Lantas jika seperti ini mengapa sistim pemilihan langsungnya yang berubah bukan cara pemilihan langsungnya yang diperbaiki? Padahal dengan data pengguna internet yang kini sudah mencapai 82 juta orang (data kominfo;2014) yang jika disertai dengan  sosialisasi cara pemilihan yang massif maka pemilihan langsung berbasis e voting yang murah dan melibatkan partisipasi secara langsung saya yakin dapat dipahami dan dijalankan .

Ketiga, gagalnya reformasi birokrasi. Kegagalan reformasi birokrasi juga berdampak gagalnya pemerintah yang efisien dan mampu berbuat bagi rakyat. Karena tidak semua kepala daerah, baik bupati maupun walikota menjadi cermin yang buruk rupa dari hasil pemilihan langsung.

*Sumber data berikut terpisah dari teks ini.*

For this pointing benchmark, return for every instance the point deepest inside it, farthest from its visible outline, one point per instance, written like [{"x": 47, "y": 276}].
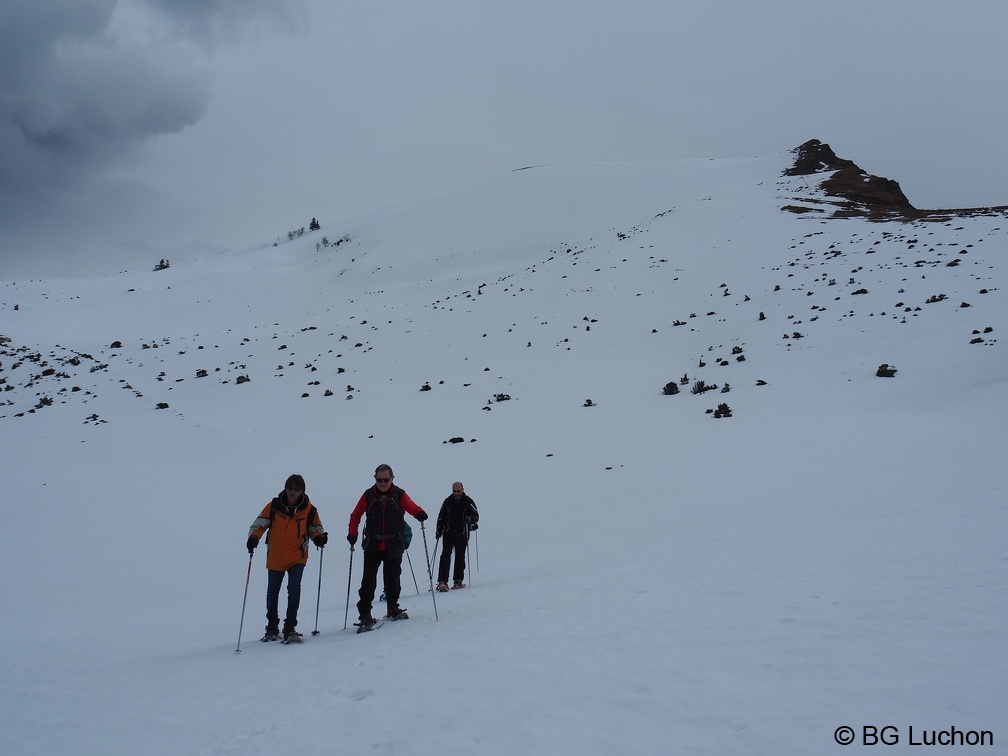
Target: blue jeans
[{"x": 293, "y": 596}]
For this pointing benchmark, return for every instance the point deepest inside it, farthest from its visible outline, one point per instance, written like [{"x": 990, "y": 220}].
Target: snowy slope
[{"x": 652, "y": 580}]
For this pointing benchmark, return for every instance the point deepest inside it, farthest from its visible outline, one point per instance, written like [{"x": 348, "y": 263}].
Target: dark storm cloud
[
  {"x": 83, "y": 84},
  {"x": 80, "y": 88}
]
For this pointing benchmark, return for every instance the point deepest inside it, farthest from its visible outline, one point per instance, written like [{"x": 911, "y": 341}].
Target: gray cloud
[{"x": 84, "y": 87}]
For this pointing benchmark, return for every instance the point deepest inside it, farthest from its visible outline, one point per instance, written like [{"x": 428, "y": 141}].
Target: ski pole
[
  {"x": 430, "y": 578},
  {"x": 410, "y": 561},
  {"x": 238, "y": 648},
  {"x": 436, "y": 541},
  {"x": 469, "y": 564},
  {"x": 347, "y": 613},
  {"x": 322, "y": 552}
]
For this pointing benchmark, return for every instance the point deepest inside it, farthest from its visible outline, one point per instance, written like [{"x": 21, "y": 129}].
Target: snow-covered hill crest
[{"x": 709, "y": 522}]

Ada banyak kepala daerah yang sebenarnya bisa melahirkan inovasi dan komitmen bagi perbaikan kehidupan rakyat yang dipimpinnya, soalnya terkadang mereka harus berhadapan dengan mesin birokrasi yang lamban dan tidak mampu mengikuti ritme yang diharapkan.


Sehinga beban mesin birokrasi ini terkadang menjadi bottleneck yang membuat sejumlah kepala daerah dengan kapasitas dan inovasi yang besar, menjadi tak mampu berbuat banyak dan akhirnya kalah dan hanya menjadi bagian dari stempel dari kinerja birokrasi yang buruk dalam pemerintahannya.

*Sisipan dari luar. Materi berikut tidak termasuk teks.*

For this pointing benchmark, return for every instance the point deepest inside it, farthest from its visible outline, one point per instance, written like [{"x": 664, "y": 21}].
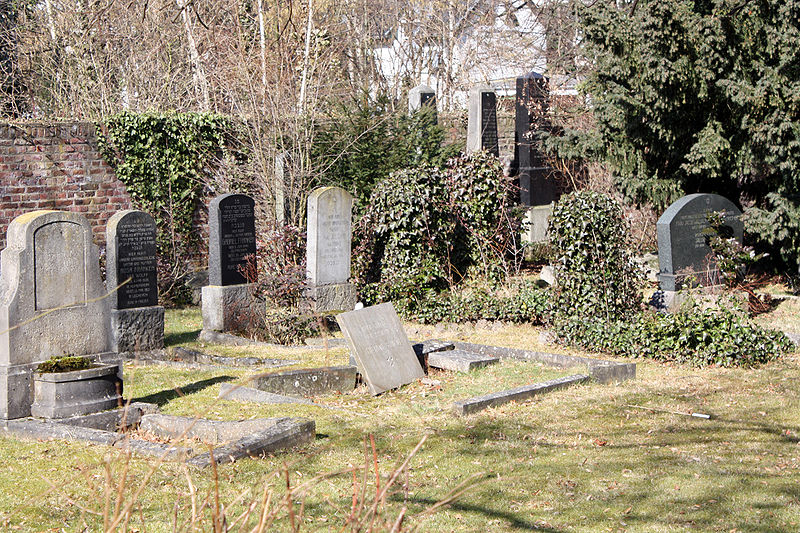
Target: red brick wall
[{"x": 56, "y": 167}]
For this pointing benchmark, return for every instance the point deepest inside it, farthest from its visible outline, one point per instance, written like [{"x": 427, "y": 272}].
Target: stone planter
[{"x": 80, "y": 392}]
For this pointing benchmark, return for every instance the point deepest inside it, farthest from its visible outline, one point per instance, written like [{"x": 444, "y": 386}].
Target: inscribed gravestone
[
  {"x": 328, "y": 249},
  {"x": 682, "y": 244},
  {"x": 482, "y": 124},
  {"x": 419, "y": 96},
  {"x": 137, "y": 321},
  {"x": 536, "y": 180},
  {"x": 51, "y": 300},
  {"x": 232, "y": 238},
  {"x": 131, "y": 255},
  {"x": 379, "y": 344}
]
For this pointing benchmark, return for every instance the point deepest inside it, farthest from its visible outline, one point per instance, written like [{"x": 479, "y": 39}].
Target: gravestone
[
  {"x": 137, "y": 321},
  {"x": 328, "y": 249},
  {"x": 536, "y": 179},
  {"x": 281, "y": 180},
  {"x": 51, "y": 301},
  {"x": 380, "y": 347},
  {"x": 419, "y": 96},
  {"x": 683, "y": 249},
  {"x": 228, "y": 298},
  {"x": 482, "y": 125}
]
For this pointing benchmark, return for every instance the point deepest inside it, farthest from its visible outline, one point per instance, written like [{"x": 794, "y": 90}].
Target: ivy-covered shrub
[
  {"x": 523, "y": 302},
  {"x": 596, "y": 274},
  {"x": 366, "y": 140},
  {"x": 163, "y": 160},
  {"x": 696, "y": 336},
  {"x": 427, "y": 229}
]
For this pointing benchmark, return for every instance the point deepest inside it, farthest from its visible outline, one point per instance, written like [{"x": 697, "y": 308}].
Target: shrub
[{"x": 597, "y": 277}]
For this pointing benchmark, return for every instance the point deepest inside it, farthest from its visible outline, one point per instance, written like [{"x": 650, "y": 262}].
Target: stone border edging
[{"x": 600, "y": 370}]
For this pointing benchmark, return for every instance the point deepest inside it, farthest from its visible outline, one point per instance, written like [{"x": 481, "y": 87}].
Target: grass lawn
[{"x": 580, "y": 459}]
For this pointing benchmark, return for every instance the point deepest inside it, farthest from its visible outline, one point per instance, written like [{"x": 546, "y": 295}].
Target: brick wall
[{"x": 56, "y": 167}]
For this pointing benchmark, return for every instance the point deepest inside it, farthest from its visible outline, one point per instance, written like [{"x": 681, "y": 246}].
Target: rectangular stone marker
[
  {"x": 227, "y": 299},
  {"x": 137, "y": 321},
  {"x": 459, "y": 360},
  {"x": 328, "y": 249},
  {"x": 49, "y": 264},
  {"x": 479, "y": 403},
  {"x": 482, "y": 125},
  {"x": 232, "y": 238},
  {"x": 683, "y": 249},
  {"x": 380, "y": 346}
]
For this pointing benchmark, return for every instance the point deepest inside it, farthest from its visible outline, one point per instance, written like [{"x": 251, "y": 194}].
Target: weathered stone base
[
  {"x": 228, "y": 308},
  {"x": 535, "y": 224},
  {"x": 81, "y": 392},
  {"x": 138, "y": 329},
  {"x": 459, "y": 360},
  {"x": 336, "y": 297}
]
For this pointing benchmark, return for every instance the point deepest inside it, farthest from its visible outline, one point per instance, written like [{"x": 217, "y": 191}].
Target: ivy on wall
[{"x": 164, "y": 159}]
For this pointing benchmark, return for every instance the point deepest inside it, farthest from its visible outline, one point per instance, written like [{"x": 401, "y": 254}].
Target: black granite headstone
[
  {"x": 232, "y": 239},
  {"x": 536, "y": 178},
  {"x": 489, "y": 123},
  {"x": 131, "y": 255},
  {"x": 683, "y": 249}
]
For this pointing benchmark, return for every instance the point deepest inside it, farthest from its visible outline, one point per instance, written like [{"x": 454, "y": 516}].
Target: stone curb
[
  {"x": 600, "y": 370},
  {"x": 479, "y": 403}
]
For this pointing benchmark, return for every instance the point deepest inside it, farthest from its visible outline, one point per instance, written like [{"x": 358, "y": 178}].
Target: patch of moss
[{"x": 64, "y": 363}]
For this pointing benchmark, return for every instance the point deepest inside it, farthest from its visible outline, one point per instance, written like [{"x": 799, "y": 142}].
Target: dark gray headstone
[
  {"x": 536, "y": 179},
  {"x": 380, "y": 346},
  {"x": 131, "y": 254},
  {"x": 420, "y": 96},
  {"x": 232, "y": 239},
  {"x": 683, "y": 249},
  {"x": 482, "y": 125}
]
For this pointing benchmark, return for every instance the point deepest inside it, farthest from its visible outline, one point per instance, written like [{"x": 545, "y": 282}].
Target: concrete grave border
[{"x": 599, "y": 370}]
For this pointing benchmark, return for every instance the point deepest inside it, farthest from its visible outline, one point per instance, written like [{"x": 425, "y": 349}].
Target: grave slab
[
  {"x": 479, "y": 403},
  {"x": 459, "y": 360},
  {"x": 307, "y": 382},
  {"x": 287, "y": 433},
  {"x": 378, "y": 342},
  {"x": 683, "y": 250}
]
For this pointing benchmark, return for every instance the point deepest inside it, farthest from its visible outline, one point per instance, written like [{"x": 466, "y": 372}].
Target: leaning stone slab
[
  {"x": 287, "y": 433},
  {"x": 378, "y": 342},
  {"x": 479, "y": 403},
  {"x": 46, "y": 429},
  {"x": 307, "y": 382},
  {"x": 228, "y": 391},
  {"x": 600, "y": 370},
  {"x": 459, "y": 360}
]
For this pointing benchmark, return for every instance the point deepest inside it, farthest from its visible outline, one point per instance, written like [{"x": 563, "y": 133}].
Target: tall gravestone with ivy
[
  {"x": 538, "y": 188},
  {"x": 51, "y": 301},
  {"x": 228, "y": 298},
  {"x": 328, "y": 250},
  {"x": 137, "y": 321},
  {"x": 482, "y": 121}
]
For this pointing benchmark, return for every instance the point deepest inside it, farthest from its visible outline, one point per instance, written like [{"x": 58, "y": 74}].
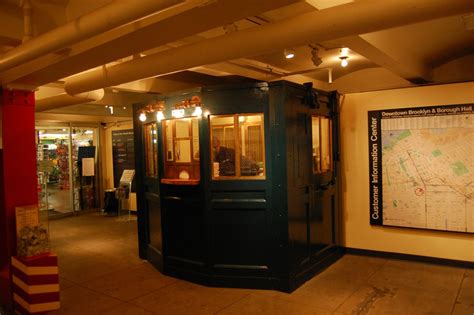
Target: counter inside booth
[{"x": 228, "y": 184}]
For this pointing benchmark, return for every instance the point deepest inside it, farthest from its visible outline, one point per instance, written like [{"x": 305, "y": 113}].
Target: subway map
[{"x": 427, "y": 168}]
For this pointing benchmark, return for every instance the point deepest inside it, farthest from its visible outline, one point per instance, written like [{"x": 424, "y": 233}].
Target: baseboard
[{"x": 409, "y": 257}]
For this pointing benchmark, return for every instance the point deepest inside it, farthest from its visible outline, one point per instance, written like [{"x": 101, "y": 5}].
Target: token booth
[{"x": 237, "y": 185}]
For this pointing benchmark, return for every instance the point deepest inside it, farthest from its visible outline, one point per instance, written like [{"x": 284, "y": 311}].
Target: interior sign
[
  {"x": 375, "y": 156},
  {"x": 421, "y": 167}
]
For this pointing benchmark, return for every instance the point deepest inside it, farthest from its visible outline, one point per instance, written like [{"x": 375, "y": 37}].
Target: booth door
[
  {"x": 323, "y": 199},
  {"x": 150, "y": 218}
]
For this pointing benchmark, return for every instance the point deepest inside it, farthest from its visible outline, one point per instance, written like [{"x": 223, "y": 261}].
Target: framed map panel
[{"x": 421, "y": 167}]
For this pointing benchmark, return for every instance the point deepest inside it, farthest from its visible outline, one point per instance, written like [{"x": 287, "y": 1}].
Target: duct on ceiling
[
  {"x": 63, "y": 100},
  {"x": 103, "y": 19},
  {"x": 341, "y": 21}
]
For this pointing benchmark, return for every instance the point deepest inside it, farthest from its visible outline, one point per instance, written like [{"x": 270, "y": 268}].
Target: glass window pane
[
  {"x": 316, "y": 145},
  {"x": 237, "y": 146},
  {"x": 251, "y": 131},
  {"x": 195, "y": 132},
  {"x": 182, "y": 128},
  {"x": 181, "y": 141},
  {"x": 183, "y": 151},
  {"x": 169, "y": 140},
  {"x": 326, "y": 144},
  {"x": 151, "y": 155}
]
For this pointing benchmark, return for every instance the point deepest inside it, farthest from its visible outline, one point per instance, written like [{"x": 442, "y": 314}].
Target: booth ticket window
[
  {"x": 237, "y": 146},
  {"x": 151, "y": 150},
  {"x": 322, "y": 144},
  {"x": 181, "y": 145}
]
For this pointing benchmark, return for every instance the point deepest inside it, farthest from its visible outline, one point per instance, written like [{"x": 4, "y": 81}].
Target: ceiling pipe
[
  {"x": 345, "y": 20},
  {"x": 63, "y": 100},
  {"x": 108, "y": 17},
  {"x": 27, "y": 20}
]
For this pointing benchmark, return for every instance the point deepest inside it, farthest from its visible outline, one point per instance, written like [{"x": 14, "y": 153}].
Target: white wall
[{"x": 357, "y": 232}]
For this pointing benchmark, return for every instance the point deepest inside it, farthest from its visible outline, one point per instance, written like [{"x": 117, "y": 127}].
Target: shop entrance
[{"x": 63, "y": 189}]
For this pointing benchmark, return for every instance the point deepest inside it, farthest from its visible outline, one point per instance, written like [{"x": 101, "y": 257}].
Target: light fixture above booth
[
  {"x": 187, "y": 107},
  {"x": 289, "y": 53},
  {"x": 344, "y": 57},
  {"x": 157, "y": 106}
]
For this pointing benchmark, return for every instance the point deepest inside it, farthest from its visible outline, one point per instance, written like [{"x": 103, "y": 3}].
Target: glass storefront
[{"x": 62, "y": 189}]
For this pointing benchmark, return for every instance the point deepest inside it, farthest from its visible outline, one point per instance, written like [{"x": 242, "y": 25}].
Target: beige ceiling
[{"x": 429, "y": 51}]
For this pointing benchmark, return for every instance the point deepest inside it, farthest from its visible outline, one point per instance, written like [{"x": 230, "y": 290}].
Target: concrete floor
[{"x": 101, "y": 273}]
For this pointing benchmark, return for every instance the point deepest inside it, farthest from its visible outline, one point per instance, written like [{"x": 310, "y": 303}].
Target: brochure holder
[{"x": 122, "y": 192}]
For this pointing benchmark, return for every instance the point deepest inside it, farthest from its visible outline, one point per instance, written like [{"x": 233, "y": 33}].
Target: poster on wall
[
  {"x": 123, "y": 154},
  {"x": 421, "y": 167}
]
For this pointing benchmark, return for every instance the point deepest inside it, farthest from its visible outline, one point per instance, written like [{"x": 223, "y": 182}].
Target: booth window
[
  {"x": 151, "y": 150},
  {"x": 237, "y": 146},
  {"x": 322, "y": 144},
  {"x": 181, "y": 149}
]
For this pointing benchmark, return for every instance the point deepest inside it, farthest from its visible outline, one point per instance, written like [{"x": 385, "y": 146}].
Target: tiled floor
[{"x": 101, "y": 274}]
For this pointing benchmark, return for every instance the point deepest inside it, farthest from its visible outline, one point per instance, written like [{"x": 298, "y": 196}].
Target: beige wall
[
  {"x": 107, "y": 166},
  {"x": 358, "y": 233}
]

Menolak Pengesahan RUU Pilkada

Dengan berbagai persoalan diatas, maka tidak ada alasan bagi DPR untuk menyepakati perubahan sistem pemilu langsung bagi  Gubernur, Walikota mapun Bupati yang kini sudah berjalan. Karena dengan mengembalikan pada sistim pemilihan kepala daerah melalui DPRD dengan kualitas rekruitmen DPRD seperti saat ini dan kinerja partai politik yang gagal dalam menjalankan fungsi rekruitmen kader-kader politik yang berkualitas dan berkompetensi, maka pilihan untuk mengabaikan hak-hak konstitusi rakyat melalui pemilihan langsung adalah sebuah proyek bunuh diri.

Namun, saya sepakat perlunya pembenahan dari model pemilihan yang kini berlangsung namun bukan dengan menghilangkan partisipasi dan kekuasaan rakyat mayoritas dalam memilih pemimpin. Maka hendaknya reformasi kepartaian, reformasi birokrasi dan reformasi tata cara pemilihan yang lebih modern, menjadi catatan penting bagi pemerintah bukan dengan menghilangkan hak-hak dasar rakyat yang menjadi esensi dari proses berdemokrasi dan otonomi luas bagi daerah.

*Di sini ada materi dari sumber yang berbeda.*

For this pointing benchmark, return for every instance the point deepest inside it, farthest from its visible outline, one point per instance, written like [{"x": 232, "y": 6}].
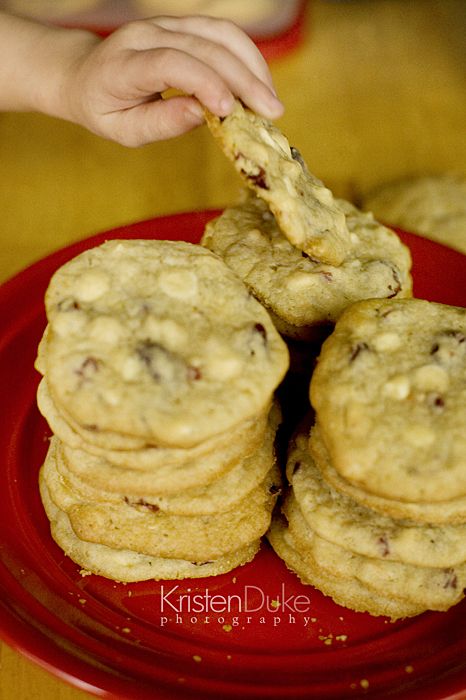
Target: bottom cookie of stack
[{"x": 126, "y": 565}]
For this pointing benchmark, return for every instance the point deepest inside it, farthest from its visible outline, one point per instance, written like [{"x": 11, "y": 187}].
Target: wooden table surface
[{"x": 376, "y": 91}]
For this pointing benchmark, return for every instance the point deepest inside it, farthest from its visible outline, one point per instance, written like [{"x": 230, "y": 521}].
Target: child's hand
[{"x": 114, "y": 88}]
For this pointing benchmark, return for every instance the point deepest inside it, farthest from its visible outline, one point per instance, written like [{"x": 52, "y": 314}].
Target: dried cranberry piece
[
  {"x": 383, "y": 545},
  {"x": 258, "y": 179},
  {"x": 451, "y": 579},
  {"x": 141, "y": 502}
]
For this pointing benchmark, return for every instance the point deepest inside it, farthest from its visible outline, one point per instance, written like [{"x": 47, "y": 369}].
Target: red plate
[{"x": 222, "y": 637}]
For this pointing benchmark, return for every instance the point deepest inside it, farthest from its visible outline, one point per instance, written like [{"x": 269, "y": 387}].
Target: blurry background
[{"x": 375, "y": 90}]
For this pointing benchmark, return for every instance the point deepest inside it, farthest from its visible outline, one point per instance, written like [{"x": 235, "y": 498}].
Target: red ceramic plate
[{"x": 254, "y": 633}]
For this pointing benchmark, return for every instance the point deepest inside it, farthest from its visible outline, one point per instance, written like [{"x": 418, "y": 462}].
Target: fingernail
[
  {"x": 226, "y": 105},
  {"x": 195, "y": 108},
  {"x": 275, "y": 106}
]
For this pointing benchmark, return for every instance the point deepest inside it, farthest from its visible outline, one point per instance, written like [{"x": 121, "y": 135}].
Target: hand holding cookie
[{"x": 114, "y": 87}]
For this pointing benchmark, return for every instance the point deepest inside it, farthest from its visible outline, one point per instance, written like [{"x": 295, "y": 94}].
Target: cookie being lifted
[
  {"x": 304, "y": 208},
  {"x": 389, "y": 392},
  {"x": 300, "y": 292}
]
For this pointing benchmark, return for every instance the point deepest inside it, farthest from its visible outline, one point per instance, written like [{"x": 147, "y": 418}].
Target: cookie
[
  {"x": 131, "y": 566},
  {"x": 219, "y": 495},
  {"x": 144, "y": 528},
  {"x": 348, "y": 592},
  {"x": 389, "y": 391},
  {"x": 198, "y": 465},
  {"x": 425, "y": 586},
  {"x": 160, "y": 341},
  {"x": 449, "y": 512},
  {"x": 432, "y": 205},
  {"x": 341, "y": 520},
  {"x": 304, "y": 208},
  {"x": 301, "y": 293}
]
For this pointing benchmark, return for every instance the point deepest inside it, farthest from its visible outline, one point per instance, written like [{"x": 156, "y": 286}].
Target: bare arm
[{"x": 111, "y": 86}]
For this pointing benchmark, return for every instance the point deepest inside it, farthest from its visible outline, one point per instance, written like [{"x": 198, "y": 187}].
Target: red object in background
[
  {"x": 274, "y": 46},
  {"x": 113, "y": 639}
]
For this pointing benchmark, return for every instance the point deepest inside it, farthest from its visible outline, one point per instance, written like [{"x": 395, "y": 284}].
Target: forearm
[{"x": 35, "y": 60}]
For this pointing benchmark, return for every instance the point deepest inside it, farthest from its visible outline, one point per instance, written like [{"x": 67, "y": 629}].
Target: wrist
[{"x": 62, "y": 52}]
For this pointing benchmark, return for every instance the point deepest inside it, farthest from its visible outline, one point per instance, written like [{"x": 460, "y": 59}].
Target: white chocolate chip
[
  {"x": 397, "y": 387},
  {"x": 386, "y": 342},
  {"x": 69, "y": 323},
  {"x": 254, "y": 236},
  {"x": 179, "y": 284},
  {"x": 431, "y": 378},
  {"x": 165, "y": 331},
  {"x": 91, "y": 285},
  {"x": 277, "y": 141}
]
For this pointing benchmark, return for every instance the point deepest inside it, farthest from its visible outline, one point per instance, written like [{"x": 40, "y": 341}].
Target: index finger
[{"x": 225, "y": 33}]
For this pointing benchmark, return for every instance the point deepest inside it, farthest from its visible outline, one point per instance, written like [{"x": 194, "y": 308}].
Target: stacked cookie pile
[
  {"x": 376, "y": 513},
  {"x": 159, "y": 370}
]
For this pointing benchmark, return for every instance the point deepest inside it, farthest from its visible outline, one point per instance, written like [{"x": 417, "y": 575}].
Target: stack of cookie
[
  {"x": 376, "y": 513},
  {"x": 159, "y": 370}
]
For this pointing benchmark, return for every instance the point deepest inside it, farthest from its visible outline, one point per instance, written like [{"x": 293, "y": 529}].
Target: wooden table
[{"x": 375, "y": 92}]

Karena, jika pada akhirnya mekanisme pemilihan dikembalikan melalui DPRD, saya yakin Indonesia bukan sedang berjalan menuju kemajuan demokrasi namun justru berjalan kembali menuju kemunduran demokrasi yang pada akhirnya hanya ingin melahirkan tirani-tirani baru dari  orde  yang bernama reformasi!